Signed, Sealed, Published: Epistolary Novels


pop up display Receiving a letter in the mail was a big deal when I was a child. It didn’t happen often, so the days I’d come home from school and find an envelope with my name sitting on the kitchen table were treasured. I’d rip it open and start reading before taking off my coat, devouring the words the sender shared with me.

I think it’s my love for mail that launched my love of epistolary novels – books written as a series of documents, such as letters and journal entries. There’s something real about these stories because the reader instantly becomes part of the character’s personal life. Then again, there’s also a thrill that comes from reading another person’s journal – even if they are fictional.

You can check out some of my favorite epistolary novels on the new pop-up display on the Library’s first floor, located near the Help Desk. Choices include everything from young adult fiction, such as The Perks of Being a Wallflower by Stephen Chboksky, to fiction titles, including Attachments: A Novel by Rainbow Rowell.
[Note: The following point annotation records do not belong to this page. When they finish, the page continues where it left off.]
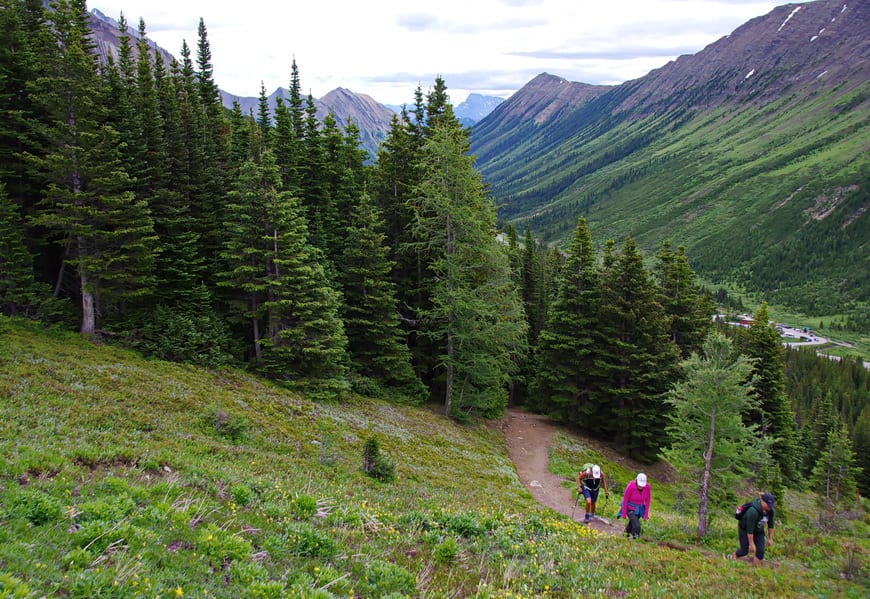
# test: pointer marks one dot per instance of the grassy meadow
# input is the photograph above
(127, 477)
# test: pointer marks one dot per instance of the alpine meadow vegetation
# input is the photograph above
(125, 476)
(239, 360)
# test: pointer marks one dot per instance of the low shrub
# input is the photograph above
(305, 540)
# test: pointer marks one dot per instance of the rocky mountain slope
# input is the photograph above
(753, 153)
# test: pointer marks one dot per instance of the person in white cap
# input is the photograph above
(636, 502)
(589, 484)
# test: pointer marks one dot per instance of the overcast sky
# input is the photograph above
(386, 48)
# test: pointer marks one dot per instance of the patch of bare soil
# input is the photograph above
(528, 438)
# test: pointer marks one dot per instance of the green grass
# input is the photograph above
(127, 477)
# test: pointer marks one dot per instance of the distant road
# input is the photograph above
(803, 339)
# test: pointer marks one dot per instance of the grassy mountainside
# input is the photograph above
(126, 477)
(763, 176)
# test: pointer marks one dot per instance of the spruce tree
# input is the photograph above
(377, 343)
(475, 320)
(709, 446)
(106, 232)
(20, 293)
(861, 450)
(566, 385)
(775, 415)
(26, 46)
(638, 362)
(834, 479)
(279, 285)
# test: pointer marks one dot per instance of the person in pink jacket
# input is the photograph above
(635, 504)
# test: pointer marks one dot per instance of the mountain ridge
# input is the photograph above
(746, 153)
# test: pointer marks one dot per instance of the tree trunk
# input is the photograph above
(703, 505)
(89, 313)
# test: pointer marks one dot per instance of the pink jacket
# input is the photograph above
(636, 497)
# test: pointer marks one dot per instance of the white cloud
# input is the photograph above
(385, 48)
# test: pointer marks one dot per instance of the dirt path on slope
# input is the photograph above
(528, 438)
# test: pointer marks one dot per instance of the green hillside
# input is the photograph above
(773, 198)
(127, 477)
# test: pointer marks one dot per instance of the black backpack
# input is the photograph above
(741, 510)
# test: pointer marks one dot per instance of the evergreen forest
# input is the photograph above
(138, 211)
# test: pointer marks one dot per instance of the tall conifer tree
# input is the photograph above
(638, 361)
(475, 321)
(106, 232)
(776, 416)
(280, 285)
(566, 384)
(377, 342)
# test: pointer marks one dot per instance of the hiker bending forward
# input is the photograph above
(636, 502)
(751, 527)
(589, 484)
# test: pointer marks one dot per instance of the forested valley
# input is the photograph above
(136, 209)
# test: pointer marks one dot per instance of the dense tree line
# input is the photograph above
(136, 208)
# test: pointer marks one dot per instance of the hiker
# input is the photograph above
(589, 484)
(757, 516)
(635, 504)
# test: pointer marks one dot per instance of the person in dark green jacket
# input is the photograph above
(755, 521)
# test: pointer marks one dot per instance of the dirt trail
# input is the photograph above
(528, 438)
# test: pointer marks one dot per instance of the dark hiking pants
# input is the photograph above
(760, 543)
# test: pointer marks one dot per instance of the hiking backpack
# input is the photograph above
(741, 510)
Even school-age readers can explore epistolary novels thanks to Rachel Renee Russell’s popular Dork Diaries series, Jeff Kinney’s Diary of a Wimpy Kid books, and the Dear America titles which tell fictionalized accounts of historic events through a young person’s diary and letters.

Of course, readers who prefer epistolary novels for their realness can’t do better than nonfiction epistolary books, such as Anne Frank: The Diary of a Young Girl. My personal favorite is 84, Charing Cross Road by Helene Hanff. This collection of letters between Hanff, a writer in New York City, and Frank Doel, a book vendor in London, allows readers to see how a simple correspondence between book lover and book seller can evolve into a decades-long friendship. We also have the DVD of the movie adaptation starring Anne Bancroft and Anthony Hopkins in our collection.

If reading books written as letters make you long for the days before text messaging, read Simon Garfield’s To the Letter: A Celebration of the Lost Art of Letter Writing or Nina Sankovitch’s Signed, Sealed, Delivered: Celebrating the Joys of Letter Writing. Both authors delve into the history of written correspondence in a way that may inspire you to write a letter of your own.